Now before respondents get ready to jump in with comments like ‘the European Parliament is an unimportant backwater’ let me point out the central paradox in all this. The EP is the one European Union institution which has emphatically increased its power and influence over the last three decades. The most striking indication of this came in the autumn of 2010 when David Cameron and other EU heads of government had to swallow their anger and negotiate with Parliament on an increase to the EU budget. The new budgetary powers of the EP derive from the Lisbon Treaty, the latest constitutional change to improve the power and standing of the Parliament. The European Parliament is now a serious player in almost all aspects of policy-making within the EU. Thus, the question arises: why do Irish politicians continue to treat the European Parliament with such contempt? Why do they bail out at a moment’s opportunity?
There is an important question of legitimacy here. If, as seems almost certain, Alan Kelly is elected to the next Oireachtas for Tipperary North, his seat in the European Parliament will be taken by a nominated substitute – an unelected individual – for the duration of the EP’s five year term. There is no provision for a by-election or anything that might legitimize the transfer of the seat. Thus the individual who will succeed Alan Kelly as MEP for Ireland South will have to contend with the reality of having been appointed to office rather than elected. That poses a significant legitimacy problem in a context where Irish citizens already seriously question our membership of the EU. And it poses just as difficult a challenge for Kelly’s successor who will have to contend with the charge of ‘illegitimacy’ during his/her tenure in office.
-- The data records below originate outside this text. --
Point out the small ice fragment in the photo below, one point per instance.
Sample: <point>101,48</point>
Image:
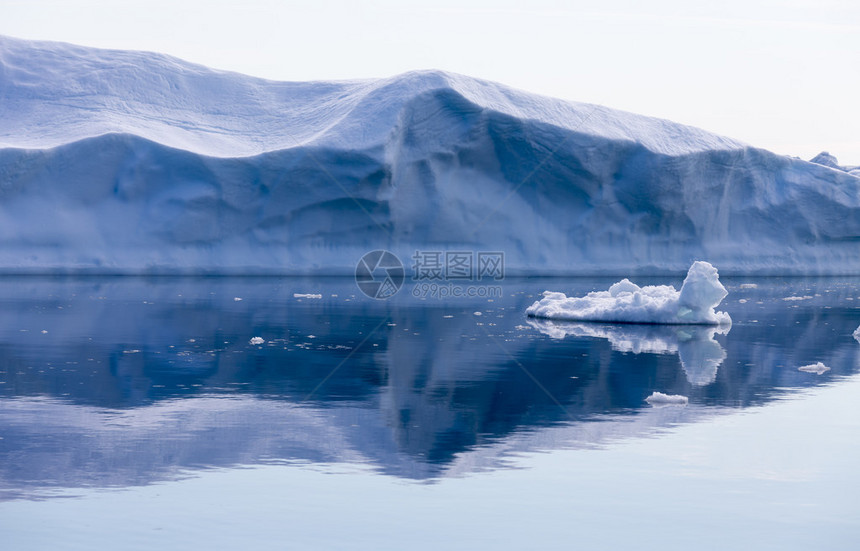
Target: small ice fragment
<point>660,399</point>
<point>626,302</point>
<point>817,368</point>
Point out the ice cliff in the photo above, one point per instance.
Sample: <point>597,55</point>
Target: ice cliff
<point>114,161</point>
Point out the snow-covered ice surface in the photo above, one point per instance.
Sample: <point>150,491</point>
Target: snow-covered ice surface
<point>818,368</point>
<point>626,302</point>
<point>132,162</point>
<point>660,399</point>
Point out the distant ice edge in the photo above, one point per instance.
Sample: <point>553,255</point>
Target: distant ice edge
<point>626,302</point>
<point>173,168</point>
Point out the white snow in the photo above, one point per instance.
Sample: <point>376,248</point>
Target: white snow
<point>134,162</point>
<point>626,302</point>
<point>818,368</point>
<point>660,399</point>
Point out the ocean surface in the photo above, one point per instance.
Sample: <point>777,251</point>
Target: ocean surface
<point>137,413</point>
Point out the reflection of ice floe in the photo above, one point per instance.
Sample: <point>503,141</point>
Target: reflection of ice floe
<point>660,399</point>
<point>818,368</point>
<point>699,353</point>
<point>627,302</point>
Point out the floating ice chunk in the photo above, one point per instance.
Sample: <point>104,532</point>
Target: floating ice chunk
<point>660,399</point>
<point>626,302</point>
<point>817,368</point>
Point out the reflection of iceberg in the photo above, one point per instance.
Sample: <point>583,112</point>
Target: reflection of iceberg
<point>627,302</point>
<point>700,354</point>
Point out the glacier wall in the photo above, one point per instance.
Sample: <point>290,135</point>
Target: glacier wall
<point>127,162</point>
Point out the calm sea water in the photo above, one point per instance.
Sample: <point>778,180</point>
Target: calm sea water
<point>137,414</point>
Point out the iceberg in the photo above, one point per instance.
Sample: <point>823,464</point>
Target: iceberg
<point>626,302</point>
<point>818,368</point>
<point>135,162</point>
<point>660,399</point>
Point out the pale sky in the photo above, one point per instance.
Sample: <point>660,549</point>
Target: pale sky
<point>783,75</point>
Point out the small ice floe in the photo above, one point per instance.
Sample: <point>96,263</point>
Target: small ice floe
<point>626,302</point>
<point>818,368</point>
<point>660,399</point>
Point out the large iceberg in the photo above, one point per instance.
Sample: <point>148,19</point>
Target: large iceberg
<point>133,162</point>
<point>626,302</point>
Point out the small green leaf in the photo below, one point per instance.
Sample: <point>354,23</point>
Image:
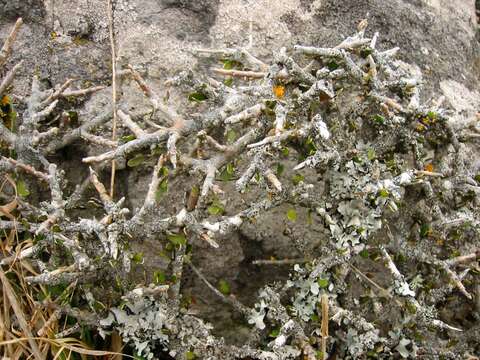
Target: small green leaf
<point>231,136</point>
<point>135,161</point>
<point>162,189</point>
<point>159,277</point>
<point>164,171</point>
<point>274,333</point>
<point>138,258</point>
<point>22,189</point>
<point>364,253</point>
<point>177,239</point>
<point>215,209</point>
<point>190,355</point>
<point>292,215</point>
<point>364,52</point>
<point>432,115</point>
<point>323,283</point>
<point>424,230</point>
<point>280,169</point>
<point>224,287</point>
<point>371,154</point>
<point>227,172</point>
<point>379,119</point>
<point>73,117</point>
<point>197,97</point>
<point>332,65</point>
<point>383,193</point>
<point>297,178</point>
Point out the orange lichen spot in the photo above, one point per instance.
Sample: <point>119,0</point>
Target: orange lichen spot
<point>420,127</point>
<point>5,100</point>
<point>429,167</point>
<point>279,91</point>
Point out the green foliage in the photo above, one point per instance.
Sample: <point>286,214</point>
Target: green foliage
<point>177,239</point>
<point>22,189</point>
<point>292,215</point>
<point>137,160</point>
<point>224,287</point>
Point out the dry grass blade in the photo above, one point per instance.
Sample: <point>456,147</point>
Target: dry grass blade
<point>324,327</point>
<point>20,316</point>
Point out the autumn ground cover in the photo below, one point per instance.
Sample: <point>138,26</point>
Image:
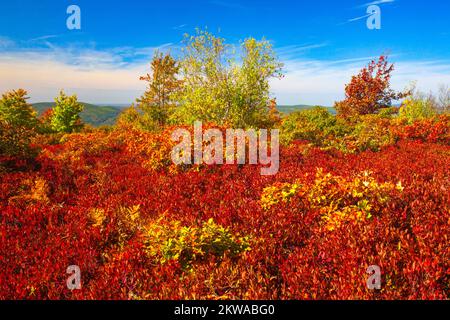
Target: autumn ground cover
<point>366,187</point>
<point>111,203</point>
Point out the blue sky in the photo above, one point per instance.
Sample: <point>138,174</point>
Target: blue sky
<point>322,43</point>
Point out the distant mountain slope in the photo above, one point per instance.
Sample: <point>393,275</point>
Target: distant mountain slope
<point>290,109</point>
<point>92,114</point>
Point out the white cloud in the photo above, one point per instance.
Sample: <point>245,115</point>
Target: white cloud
<point>6,42</point>
<point>323,82</point>
<point>112,76</point>
<point>377,2</point>
<point>96,76</point>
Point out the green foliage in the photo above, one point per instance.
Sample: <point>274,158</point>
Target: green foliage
<point>17,124</point>
<point>95,115</point>
<point>15,140</point>
<point>157,104</point>
<point>15,110</point>
<point>416,108</point>
<point>218,89</point>
<point>172,241</point>
<point>317,125</point>
<point>66,114</point>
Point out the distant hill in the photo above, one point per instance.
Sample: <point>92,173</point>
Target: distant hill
<point>98,115</point>
<point>92,114</point>
<point>300,107</point>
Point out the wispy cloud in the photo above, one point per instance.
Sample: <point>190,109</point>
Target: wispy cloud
<point>112,75</point>
<point>228,4</point>
<point>181,26</point>
<point>359,18</point>
<point>47,37</point>
<point>100,76</point>
<point>5,42</point>
<point>377,2</point>
<point>312,81</point>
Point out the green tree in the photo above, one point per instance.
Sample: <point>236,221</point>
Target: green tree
<point>66,113</point>
<point>16,111</point>
<point>17,124</point>
<point>221,88</point>
<point>157,103</point>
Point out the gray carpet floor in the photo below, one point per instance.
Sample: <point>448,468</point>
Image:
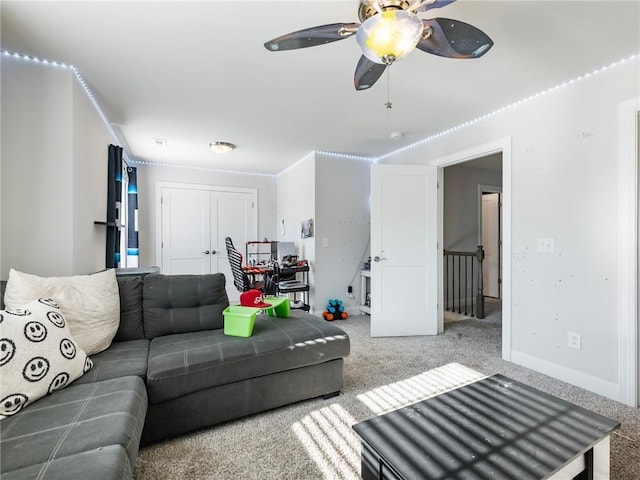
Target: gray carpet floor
<point>314,439</point>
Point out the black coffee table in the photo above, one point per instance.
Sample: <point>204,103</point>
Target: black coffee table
<point>495,428</point>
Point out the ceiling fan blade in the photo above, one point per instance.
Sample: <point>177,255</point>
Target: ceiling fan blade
<point>310,37</point>
<point>367,73</point>
<point>436,4</point>
<point>454,39</point>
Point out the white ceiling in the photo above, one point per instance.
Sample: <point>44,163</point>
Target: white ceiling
<point>196,72</point>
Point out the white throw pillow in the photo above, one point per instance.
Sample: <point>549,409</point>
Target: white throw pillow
<point>38,355</point>
<point>90,303</point>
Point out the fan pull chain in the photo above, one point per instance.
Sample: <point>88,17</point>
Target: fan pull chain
<point>388,105</point>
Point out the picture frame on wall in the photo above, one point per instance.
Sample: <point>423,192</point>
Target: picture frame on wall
<point>306,230</point>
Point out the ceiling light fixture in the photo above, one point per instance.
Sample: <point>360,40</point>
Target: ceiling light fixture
<point>390,35</point>
<point>221,147</point>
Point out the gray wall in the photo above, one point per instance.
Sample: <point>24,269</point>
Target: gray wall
<point>461,203</point>
<point>54,154</point>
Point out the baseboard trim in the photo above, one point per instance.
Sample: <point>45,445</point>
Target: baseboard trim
<point>574,377</point>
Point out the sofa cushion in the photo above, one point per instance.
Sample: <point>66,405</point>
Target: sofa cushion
<point>131,325</point>
<point>182,364</point>
<point>103,463</point>
<point>90,303</point>
<point>77,419</point>
<point>38,355</point>
<point>121,359</point>
<point>183,303</point>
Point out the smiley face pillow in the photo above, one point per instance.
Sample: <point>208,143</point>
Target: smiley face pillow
<point>38,355</point>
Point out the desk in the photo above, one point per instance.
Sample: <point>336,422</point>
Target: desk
<point>495,428</point>
<point>295,286</point>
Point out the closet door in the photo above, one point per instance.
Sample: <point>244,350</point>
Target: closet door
<point>186,231</point>
<point>194,220</point>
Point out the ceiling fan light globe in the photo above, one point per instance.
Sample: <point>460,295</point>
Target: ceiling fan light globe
<point>392,34</point>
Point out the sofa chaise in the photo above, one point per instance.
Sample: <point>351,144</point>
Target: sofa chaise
<point>170,370</point>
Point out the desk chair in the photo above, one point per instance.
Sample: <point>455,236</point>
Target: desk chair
<point>240,278</point>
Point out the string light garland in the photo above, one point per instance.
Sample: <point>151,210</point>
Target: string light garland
<point>372,159</point>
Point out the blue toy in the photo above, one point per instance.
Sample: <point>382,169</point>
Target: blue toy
<point>334,310</point>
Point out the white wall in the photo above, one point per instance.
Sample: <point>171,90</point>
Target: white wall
<point>149,175</point>
<point>334,192</point>
<point>297,202</point>
<point>564,186</point>
<point>52,188</point>
<point>343,214</point>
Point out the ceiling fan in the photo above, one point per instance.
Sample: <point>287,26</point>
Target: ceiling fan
<point>389,30</point>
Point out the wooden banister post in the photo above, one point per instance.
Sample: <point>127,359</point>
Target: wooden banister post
<point>480,294</point>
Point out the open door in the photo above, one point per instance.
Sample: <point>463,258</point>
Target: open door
<point>404,250</point>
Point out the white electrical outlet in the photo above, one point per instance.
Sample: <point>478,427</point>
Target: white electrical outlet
<point>546,245</point>
<point>575,340</point>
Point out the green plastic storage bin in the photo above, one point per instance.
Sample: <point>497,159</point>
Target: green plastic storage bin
<point>280,306</point>
<point>239,321</point>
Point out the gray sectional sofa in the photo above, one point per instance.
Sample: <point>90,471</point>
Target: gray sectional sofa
<point>169,370</point>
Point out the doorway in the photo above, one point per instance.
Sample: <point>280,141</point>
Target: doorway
<point>490,237</point>
<point>488,164</point>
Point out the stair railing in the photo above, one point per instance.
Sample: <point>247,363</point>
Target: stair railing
<point>463,291</point>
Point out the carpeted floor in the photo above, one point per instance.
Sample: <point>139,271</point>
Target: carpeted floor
<point>314,439</point>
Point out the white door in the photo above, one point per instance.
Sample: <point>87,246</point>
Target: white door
<point>186,231</point>
<point>404,250</point>
<point>195,220</point>
<point>491,244</point>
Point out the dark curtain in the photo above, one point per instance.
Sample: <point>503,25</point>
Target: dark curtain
<point>114,195</point>
<point>133,250</point>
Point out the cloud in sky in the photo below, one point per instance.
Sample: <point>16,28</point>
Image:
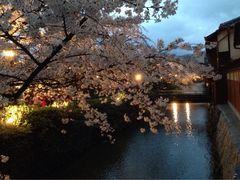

This is unfair both to that individual and, needless to say to the electors of Munster South.
Is it too much to expect of our political representatives that when they stand for office they do so on the basis of honesty, of sincerely committing to fulfilling their terms of office? At the very least we need to change the electoral system for European Parliament elections in Ireland so that the candidate who comes second in the election gets the chance to serve his/her constituency (note: across the EU there are different models in existence for replacing elected members who resign office). That may well mean that the political party which won the seat has to sacrifice it in order to get their man or woman into the Oireachtas. For the citizen, however, this would constitute a much more satisfactory outcome than one which sees an unelected individual sitting in the European Parliament on their behalf.